Mickey Rooney is Eddie Shannon, shy and mild-mannered car mechanic and wannabe racing driver. Eddie is no hit with the ladies until Barbara Matthews turns up to make his heart go faster than a Grand Prix winner. She's setting him up though, for she has friends planning a bank robbery and they need a fast driver. Whether he likes it or not, Eddie is taking a trip down the fast lane....
Mickey Rooney gives a tremendous, understated performance in this movie, which is in Volume 1 of Indicator's Columbia Noir box set series. The film is well-written by Blake Edwards with none of the jokes that featured in his later movies but plenty of the Malibu locations that did. The slow burn allows the audience to get to know Eddie - his life is simple, he deserves more but it's a dark night of fast cars and gunplay and this is a film noir so don't count on a jolly song and dance routine with Judy Garland type of ending. Those days were over!
Extras on the blu-ray disc include an introduction by Martin Scorsese, audio interview with Mickey Rooney, film commentary, a bizarre showbiz featrette with Mickey Rooney and an even more bizarre Three Stooges short in which they play airforce car mechanics who inadvertently become spies after accidentally hiding in a bomb which is then dropped on Nazi Germany. In other words, the main feature is the real draw.
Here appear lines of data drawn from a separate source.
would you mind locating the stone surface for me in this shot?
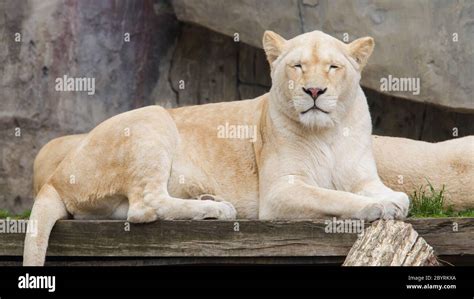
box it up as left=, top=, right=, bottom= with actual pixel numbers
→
left=154, top=23, right=271, bottom=107
left=172, top=0, right=474, bottom=112
left=170, top=24, right=239, bottom=105
left=0, top=0, right=179, bottom=213
left=365, top=88, right=474, bottom=142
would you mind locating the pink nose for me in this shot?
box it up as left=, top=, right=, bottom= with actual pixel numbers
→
left=303, top=87, right=327, bottom=100
left=308, top=88, right=321, bottom=98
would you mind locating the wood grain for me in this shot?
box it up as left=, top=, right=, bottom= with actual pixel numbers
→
left=0, top=218, right=472, bottom=260
left=343, top=220, right=439, bottom=266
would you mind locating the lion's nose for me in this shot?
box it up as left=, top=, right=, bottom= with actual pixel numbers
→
left=302, top=87, right=327, bottom=100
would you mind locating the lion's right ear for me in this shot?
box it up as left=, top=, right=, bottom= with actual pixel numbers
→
left=262, top=31, right=286, bottom=65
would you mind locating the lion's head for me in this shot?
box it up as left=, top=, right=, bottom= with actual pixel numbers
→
left=263, top=30, right=374, bottom=129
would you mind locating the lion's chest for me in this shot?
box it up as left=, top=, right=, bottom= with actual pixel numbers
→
left=301, top=136, right=365, bottom=191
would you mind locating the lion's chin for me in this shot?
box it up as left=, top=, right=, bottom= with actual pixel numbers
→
left=298, top=110, right=335, bottom=129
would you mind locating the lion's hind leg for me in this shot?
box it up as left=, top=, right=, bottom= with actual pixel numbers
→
left=123, top=108, right=236, bottom=223
left=127, top=184, right=237, bottom=222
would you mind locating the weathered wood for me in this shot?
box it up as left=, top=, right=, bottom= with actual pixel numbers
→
left=0, top=218, right=472, bottom=264
left=1, top=220, right=355, bottom=257
left=343, top=220, right=439, bottom=266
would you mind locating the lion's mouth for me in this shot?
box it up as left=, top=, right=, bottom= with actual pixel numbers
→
left=301, top=105, right=329, bottom=114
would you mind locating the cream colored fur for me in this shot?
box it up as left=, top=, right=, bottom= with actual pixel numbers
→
left=24, top=30, right=473, bottom=266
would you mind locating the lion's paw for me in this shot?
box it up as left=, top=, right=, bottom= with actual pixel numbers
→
left=380, top=192, right=410, bottom=219
left=353, top=202, right=384, bottom=222
left=197, top=199, right=237, bottom=220
left=354, top=192, right=409, bottom=221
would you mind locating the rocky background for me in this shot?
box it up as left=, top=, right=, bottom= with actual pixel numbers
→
left=1, top=0, right=473, bottom=213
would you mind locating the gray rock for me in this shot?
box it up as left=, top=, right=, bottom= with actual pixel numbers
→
left=169, top=24, right=239, bottom=106
left=0, top=0, right=178, bottom=213
left=172, top=0, right=474, bottom=111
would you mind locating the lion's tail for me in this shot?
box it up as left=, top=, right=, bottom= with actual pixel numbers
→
left=23, top=184, right=68, bottom=266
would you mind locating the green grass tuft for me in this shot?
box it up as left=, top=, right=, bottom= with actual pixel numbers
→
left=0, top=209, right=11, bottom=219
left=409, top=181, right=474, bottom=218
left=0, top=209, right=31, bottom=219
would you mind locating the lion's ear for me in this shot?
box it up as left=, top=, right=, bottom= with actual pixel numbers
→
left=262, top=30, right=286, bottom=65
left=348, top=37, right=374, bottom=70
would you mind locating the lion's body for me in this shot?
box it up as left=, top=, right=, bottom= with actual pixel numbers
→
left=373, top=135, right=474, bottom=211
left=24, top=30, right=473, bottom=266
left=33, top=99, right=474, bottom=221
left=34, top=98, right=264, bottom=220
left=34, top=117, right=474, bottom=218
left=32, top=91, right=375, bottom=221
After Mickey Rooney found stardom as an MGM child actor in the 1930s, he struggled for a second act. He was still cast as small town American teenager Andy Hardy into middle age. His most interesting venture is a pair of ‘50s noirs in which he played honest mechanics duped by glamorous femme fatales.
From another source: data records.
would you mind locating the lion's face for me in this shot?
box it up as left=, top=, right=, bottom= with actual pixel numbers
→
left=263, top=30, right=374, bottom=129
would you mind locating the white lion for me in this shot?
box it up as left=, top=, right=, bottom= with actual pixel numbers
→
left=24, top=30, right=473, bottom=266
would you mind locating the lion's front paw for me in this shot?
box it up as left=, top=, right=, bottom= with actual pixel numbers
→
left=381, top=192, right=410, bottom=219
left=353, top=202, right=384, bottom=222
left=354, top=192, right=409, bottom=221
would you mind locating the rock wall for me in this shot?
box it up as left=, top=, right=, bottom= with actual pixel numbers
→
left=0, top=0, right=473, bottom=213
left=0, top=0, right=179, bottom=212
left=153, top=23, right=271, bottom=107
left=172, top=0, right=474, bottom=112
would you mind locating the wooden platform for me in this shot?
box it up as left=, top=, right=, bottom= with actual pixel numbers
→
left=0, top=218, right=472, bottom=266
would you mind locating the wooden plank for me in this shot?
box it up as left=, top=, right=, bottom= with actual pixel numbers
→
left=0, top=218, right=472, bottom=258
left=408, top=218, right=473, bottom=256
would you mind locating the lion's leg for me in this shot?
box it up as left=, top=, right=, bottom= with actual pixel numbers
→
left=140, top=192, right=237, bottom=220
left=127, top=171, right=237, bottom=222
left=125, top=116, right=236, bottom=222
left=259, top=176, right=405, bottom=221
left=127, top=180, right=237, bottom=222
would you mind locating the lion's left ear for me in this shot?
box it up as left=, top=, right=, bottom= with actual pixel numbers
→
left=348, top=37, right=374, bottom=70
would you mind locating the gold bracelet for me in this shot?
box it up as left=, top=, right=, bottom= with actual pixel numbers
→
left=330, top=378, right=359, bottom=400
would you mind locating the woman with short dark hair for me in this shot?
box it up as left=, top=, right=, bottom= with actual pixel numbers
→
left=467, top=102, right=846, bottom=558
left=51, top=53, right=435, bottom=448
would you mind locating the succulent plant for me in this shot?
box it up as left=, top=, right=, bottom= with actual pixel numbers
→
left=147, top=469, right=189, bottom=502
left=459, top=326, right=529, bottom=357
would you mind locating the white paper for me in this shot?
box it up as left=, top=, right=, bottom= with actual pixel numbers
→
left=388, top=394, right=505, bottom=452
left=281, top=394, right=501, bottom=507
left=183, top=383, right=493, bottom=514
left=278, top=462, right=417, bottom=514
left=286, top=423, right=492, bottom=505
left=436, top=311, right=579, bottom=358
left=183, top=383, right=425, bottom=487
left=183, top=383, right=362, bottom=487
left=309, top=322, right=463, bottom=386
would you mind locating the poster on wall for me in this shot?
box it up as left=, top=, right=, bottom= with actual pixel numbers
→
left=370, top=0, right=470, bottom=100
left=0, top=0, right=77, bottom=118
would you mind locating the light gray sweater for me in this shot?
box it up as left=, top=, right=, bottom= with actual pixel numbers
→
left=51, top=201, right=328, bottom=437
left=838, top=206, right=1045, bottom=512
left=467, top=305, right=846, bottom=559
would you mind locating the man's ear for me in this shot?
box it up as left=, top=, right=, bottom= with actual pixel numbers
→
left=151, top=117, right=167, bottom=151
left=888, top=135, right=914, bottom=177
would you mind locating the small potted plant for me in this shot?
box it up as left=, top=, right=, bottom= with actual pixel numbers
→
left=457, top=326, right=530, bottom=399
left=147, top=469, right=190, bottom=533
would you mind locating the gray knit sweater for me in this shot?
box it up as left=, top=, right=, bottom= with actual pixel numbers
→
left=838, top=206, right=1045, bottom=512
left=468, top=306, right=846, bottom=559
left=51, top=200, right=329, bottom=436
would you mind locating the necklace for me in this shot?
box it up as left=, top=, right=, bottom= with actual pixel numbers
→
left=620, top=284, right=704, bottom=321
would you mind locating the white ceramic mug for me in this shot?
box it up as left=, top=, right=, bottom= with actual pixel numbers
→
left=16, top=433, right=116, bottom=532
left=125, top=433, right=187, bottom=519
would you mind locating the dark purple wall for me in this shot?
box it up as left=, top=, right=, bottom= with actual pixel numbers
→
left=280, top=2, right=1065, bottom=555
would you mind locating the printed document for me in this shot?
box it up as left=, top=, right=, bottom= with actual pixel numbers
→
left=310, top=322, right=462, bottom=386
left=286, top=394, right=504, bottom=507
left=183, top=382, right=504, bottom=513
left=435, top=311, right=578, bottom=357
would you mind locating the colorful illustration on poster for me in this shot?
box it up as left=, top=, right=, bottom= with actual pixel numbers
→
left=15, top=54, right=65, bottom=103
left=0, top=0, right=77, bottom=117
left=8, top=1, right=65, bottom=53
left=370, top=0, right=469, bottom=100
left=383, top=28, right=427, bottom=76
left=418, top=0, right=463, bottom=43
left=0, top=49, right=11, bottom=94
The other is Quicksand (1950), but this is better, a slender heist film in which the diminutive grease monkey is tempted to be the wheels on a bank job by a gangster’s sexy, sweet talking moll (Dianne Foster). She’s way out of his league, which is often emphasised by how much taller she is.
The preparation for the robbery is paramount, with the driver motivated more by loneliness than greed. The actual getaway is brief though effective. But nice guy Eddie has a huge scar from an old head injury which alerts us to the possibility that he might prove a little less predictable than he seems.
It’s a routine crime melodrama, but the best performance of Rooney’s career. It’s startling how the ex-juvenile star is demeaned in the dialogue, for being short and a sexual loser. Foster is fine too and looks so potent in her swimsuit that it’s understandable she got even Andy Hardy to go bad.